From Chat Logs to Collective Insights: Aggregative Question Answering
This addresses the challenge of analyzing societal trends from conversational data for researchers and developers, but it is incremental as it builds on existing LLM and QA frameworks.
The paper tackles the problem of extracting collective insights from large-scale chatbot conversations by introducing Aggregative Question Answering, a novel task that requires reasoning over thousands of interactions, and constructs a benchmark with 6,027 questions from 182,330 real-world conversations, showing that existing methods struggle with effective reasoning or high computational costs.
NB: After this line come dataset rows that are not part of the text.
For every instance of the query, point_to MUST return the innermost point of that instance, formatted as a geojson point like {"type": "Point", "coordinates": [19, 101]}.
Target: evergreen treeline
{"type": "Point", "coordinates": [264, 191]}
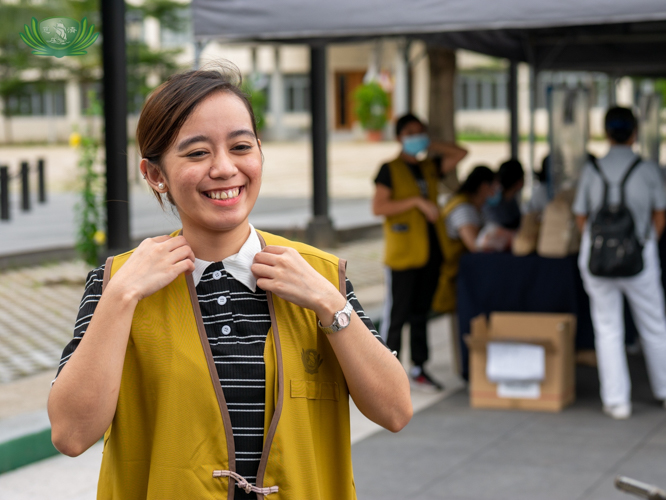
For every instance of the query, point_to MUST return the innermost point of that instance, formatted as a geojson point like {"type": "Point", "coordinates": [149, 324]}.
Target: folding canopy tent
{"type": "Point", "coordinates": [615, 36]}
{"type": "Point", "coordinates": [623, 36]}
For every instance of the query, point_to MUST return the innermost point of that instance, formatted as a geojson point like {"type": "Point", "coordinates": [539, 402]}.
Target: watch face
{"type": "Point", "coordinates": [343, 319]}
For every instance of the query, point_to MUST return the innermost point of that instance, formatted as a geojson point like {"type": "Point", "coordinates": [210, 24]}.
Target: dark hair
{"type": "Point", "coordinates": [620, 124]}
{"type": "Point", "coordinates": [510, 173]}
{"type": "Point", "coordinates": [405, 120]}
{"type": "Point", "coordinates": [169, 106]}
{"type": "Point", "coordinates": [477, 177]}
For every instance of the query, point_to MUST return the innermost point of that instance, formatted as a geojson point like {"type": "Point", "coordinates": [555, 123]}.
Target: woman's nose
{"type": "Point", "coordinates": [223, 167]}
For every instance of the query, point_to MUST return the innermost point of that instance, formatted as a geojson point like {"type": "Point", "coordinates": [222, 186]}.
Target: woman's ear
{"type": "Point", "coordinates": [153, 176]}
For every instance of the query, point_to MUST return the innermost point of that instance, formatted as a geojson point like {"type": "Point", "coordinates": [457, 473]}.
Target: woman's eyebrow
{"type": "Point", "coordinates": [242, 131]}
{"type": "Point", "coordinates": [192, 140]}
Conversational agents powered by large language models (LLMs) are rapidly becoming integral to our daily interactions, generating unprecedented amounts of conversational data. Such datasets offer a powerful lens into societal interests, trending topics, and collective concerns. Yet, existing approaches typically treat these interactions as independent and miss critical insights that could emerge from aggregating and reasoning across large-scale conversation logs. In this paper, we introduce Aggregative Question Answering, a novel task requiring models to reason explicitly over thousands of user-chatbot interactions to answer aggregative queries, such as identifying emerging concerns among specific demographics. To enable research in this direction, we construct a benchmark, WildChat-AQA, comprising 6,027 aggregative questions derived from 182,330 real-world chatbot conversations. Experiments show that existing methods either struggle to reason effectively or incur prohibitive computational costs, underscoring the need for new approaches capable of extracting collective insights from large-scale conversational data.